Walking Tour of San Juan, Puerto Rico

     The quaint Old Town of San Juan, Puerto Rico is a vintage Spanish American community and is loaded with enough attractions, restaurants, and shops to warrant at least a full day of sightseeing.
    My walk begins at the cruise ship docks, at the south end of the city, since most visitors arrive this way. Turn left (west) at the road (Calle Concepcion de Garcia) which leads to a cute little square and the Tourist Office. Stop here to get a map of the Old Town before proceeding.
    From the entrance to the Tourist Office, turn left. Admire the pastel-colored Custom House to your left, on the water. Turn right and enter the large Plaza de la Marina which marks the eastern end of one of the city’s wonderful promenades, the Paseo la Princessa. Enter this attractive, tree-lined walkway and walk west, noticing several interesting sculptures. The building on the right side (La Princessa) was once a dreaded prison.

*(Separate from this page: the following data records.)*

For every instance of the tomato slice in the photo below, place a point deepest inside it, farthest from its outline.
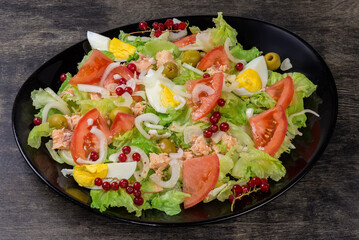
(217, 56)
(191, 39)
(269, 129)
(123, 122)
(207, 103)
(282, 91)
(91, 71)
(83, 142)
(200, 176)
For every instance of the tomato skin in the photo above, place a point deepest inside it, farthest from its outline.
(217, 56)
(269, 129)
(191, 39)
(82, 132)
(91, 71)
(123, 122)
(209, 102)
(282, 91)
(200, 176)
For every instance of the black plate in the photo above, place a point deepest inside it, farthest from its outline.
(264, 36)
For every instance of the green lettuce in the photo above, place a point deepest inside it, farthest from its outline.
(102, 200)
(35, 135)
(222, 31)
(169, 202)
(255, 162)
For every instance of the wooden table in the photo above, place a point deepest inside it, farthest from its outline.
(323, 205)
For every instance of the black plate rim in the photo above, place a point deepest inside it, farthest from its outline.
(300, 175)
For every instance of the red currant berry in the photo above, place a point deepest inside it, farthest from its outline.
(213, 128)
(120, 91)
(239, 66)
(155, 25)
(129, 189)
(213, 119)
(63, 77)
(231, 198)
(37, 121)
(98, 181)
(169, 23)
(182, 26)
(106, 186)
(264, 187)
(207, 133)
(136, 157)
(237, 190)
(115, 185)
(126, 149)
(221, 102)
(158, 33)
(138, 201)
(123, 183)
(137, 185)
(132, 67)
(122, 157)
(206, 75)
(224, 127)
(94, 156)
(137, 193)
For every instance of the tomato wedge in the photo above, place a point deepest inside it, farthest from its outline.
(217, 56)
(91, 71)
(123, 122)
(269, 129)
(200, 176)
(83, 139)
(207, 103)
(282, 91)
(191, 39)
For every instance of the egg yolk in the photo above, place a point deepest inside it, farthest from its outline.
(85, 175)
(250, 80)
(121, 50)
(167, 97)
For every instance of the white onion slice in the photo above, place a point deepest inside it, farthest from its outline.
(193, 69)
(109, 68)
(148, 117)
(103, 147)
(176, 171)
(191, 131)
(230, 56)
(57, 105)
(198, 89)
(290, 119)
(95, 89)
(177, 155)
(217, 137)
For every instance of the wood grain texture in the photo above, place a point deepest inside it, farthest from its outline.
(323, 205)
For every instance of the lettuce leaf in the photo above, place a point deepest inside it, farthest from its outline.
(222, 31)
(257, 163)
(35, 135)
(169, 202)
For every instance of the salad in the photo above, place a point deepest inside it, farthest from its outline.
(172, 115)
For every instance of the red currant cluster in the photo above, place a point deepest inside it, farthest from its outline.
(158, 28)
(214, 119)
(254, 185)
(125, 151)
(135, 189)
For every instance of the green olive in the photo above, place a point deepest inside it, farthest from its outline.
(57, 121)
(167, 146)
(118, 110)
(272, 60)
(170, 70)
(191, 57)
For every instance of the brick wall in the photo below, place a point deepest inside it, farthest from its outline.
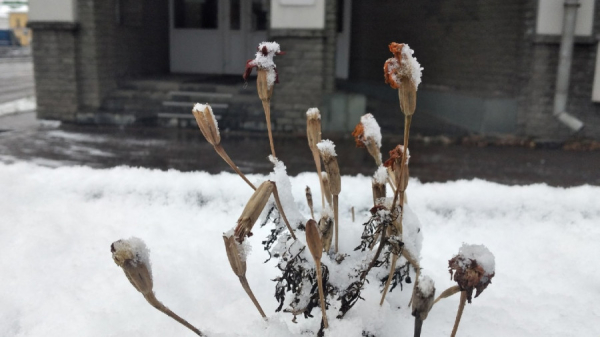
(307, 71)
(55, 72)
(464, 45)
(540, 67)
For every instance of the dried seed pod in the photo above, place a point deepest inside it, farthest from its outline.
(207, 123)
(132, 256)
(447, 293)
(309, 201)
(379, 183)
(326, 190)
(367, 134)
(473, 269)
(313, 239)
(313, 127)
(403, 72)
(253, 209)
(327, 150)
(423, 298)
(238, 265)
(265, 92)
(326, 229)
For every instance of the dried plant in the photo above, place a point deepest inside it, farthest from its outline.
(237, 259)
(313, 135)
(473, 269)
(132, 256)
(309, 202)
(313, 240)
(266, 78)
(388, 247)
(210, 129)
(327, 151)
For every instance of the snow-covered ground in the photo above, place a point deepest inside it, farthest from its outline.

    Continue to the beautiful, elaborate fountain, which is entitled Roots and depicts the origins of modern-day Puerto Ricans, with dolphins at their feet.

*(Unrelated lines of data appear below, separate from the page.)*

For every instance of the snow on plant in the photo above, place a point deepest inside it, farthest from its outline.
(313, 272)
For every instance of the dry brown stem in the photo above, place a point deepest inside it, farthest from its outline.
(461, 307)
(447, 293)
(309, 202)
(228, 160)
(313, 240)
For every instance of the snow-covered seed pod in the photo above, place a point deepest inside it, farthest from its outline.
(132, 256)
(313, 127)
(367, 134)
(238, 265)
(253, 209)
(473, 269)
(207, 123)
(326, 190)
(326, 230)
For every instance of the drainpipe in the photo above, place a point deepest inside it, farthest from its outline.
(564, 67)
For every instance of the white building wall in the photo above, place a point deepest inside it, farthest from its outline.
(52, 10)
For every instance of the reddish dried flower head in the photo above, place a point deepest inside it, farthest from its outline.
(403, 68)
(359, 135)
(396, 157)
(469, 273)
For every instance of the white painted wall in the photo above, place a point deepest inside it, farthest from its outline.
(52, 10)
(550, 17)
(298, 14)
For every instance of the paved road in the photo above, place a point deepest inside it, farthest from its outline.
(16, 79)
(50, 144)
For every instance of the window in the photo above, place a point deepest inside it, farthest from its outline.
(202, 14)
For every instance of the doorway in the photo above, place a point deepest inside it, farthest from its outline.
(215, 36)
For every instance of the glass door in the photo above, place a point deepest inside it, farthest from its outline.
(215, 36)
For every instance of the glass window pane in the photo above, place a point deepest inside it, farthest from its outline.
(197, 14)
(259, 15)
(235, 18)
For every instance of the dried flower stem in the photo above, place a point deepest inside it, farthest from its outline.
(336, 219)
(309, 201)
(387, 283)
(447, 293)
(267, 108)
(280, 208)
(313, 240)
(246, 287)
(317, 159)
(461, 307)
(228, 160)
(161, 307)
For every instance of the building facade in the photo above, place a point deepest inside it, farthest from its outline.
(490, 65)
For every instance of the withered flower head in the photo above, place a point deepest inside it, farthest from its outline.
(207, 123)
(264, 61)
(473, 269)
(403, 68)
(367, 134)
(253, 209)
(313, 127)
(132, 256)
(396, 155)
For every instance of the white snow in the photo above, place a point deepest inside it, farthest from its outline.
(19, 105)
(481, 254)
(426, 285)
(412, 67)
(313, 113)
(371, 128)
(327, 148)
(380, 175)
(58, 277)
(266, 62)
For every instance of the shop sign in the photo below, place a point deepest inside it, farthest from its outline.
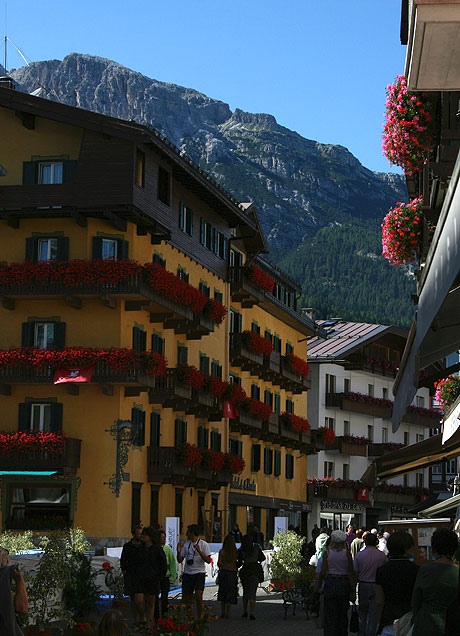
(342, 505)
(244, 484)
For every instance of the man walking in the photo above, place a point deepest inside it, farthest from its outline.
(196, 554)
(366, 563)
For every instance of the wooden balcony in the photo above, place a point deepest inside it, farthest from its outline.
(165, 466)
(346, 403)
(66, 464)
(241, 356)
(243, 290)
(290, 380)
(345, 447)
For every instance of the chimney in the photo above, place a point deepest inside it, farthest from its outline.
(7, 82)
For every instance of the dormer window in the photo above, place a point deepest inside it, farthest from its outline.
(50, 172)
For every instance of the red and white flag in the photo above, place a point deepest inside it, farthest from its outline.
(230, 410)
(73, 374)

    Turn right at the fountain and follow the seaside promenade which winds along the formidable City Walls. As you pass through the San Juan Gate, turn right onto Calle Recinta del Oeste. At the end of the street, the guarded gates mark the entrance to the Governor’s residence, La Fortaleza.
    Retrace your steps and continue on Recinta del Oeste. Bear left when you reach Caleta de las Monjas and find yourself in a small square (Plazuela de la Rogativa). Continue parallel to the City Walls to the fork. Bear right and pass La Casa Rosada, a pink villa. Continue up the steep ramp, then cross the field to El Morro (Castillo de San Felipe del Morro). Visit the fortress, admiring, in particular, its dramatic location on a promontory overlooking the Atlantic Ocean.
    Exit the fort via Calle del Morro to its end at a plaza. The pastel buildings on the right include Casa Blanca, built by Ponce de Leon’s son-in-law for him (although he never actually lived here).
    From here, travel eastward on Calle San Sebastian to the Plaza de San Jose and its much more modern neighbor, Quincentennial Plaza. Wander both squares and be sure to check out Inglesia San Jose, one of the oldest Christian churches in the New World, built in 1532.
    Exit the square at its southwestern end and walk downhill on Calle Cristo. On the left, a few blocks down, is the Cathedral of St John, where Ponce de Leon’s remains are entombed.  Continue south, then turn left onto Calle Fortaleza and left again on Calle San Jose. On your right is the Plaza de Armas, the original main square of the city. Check out the "Four Seasons" fountain and San Juan’s City Hall (Alcaldia).
    Leave the square by heading east on Calle San Francisco which brings you to Plaza de Colon. The stone column in the square has a statue of Christopher Columbus. Continue east on Calle San Francisco, then turn left onto Boulevard del Valle. On the right is San Juan’s other famous fort, Fuerte San Cristobal.
    When your visit to the fortress is concluded, head back down the boulevard, past Plaza de Colon, then right on Calle Fortaleza, then left on Calle Tanca and back to the pier.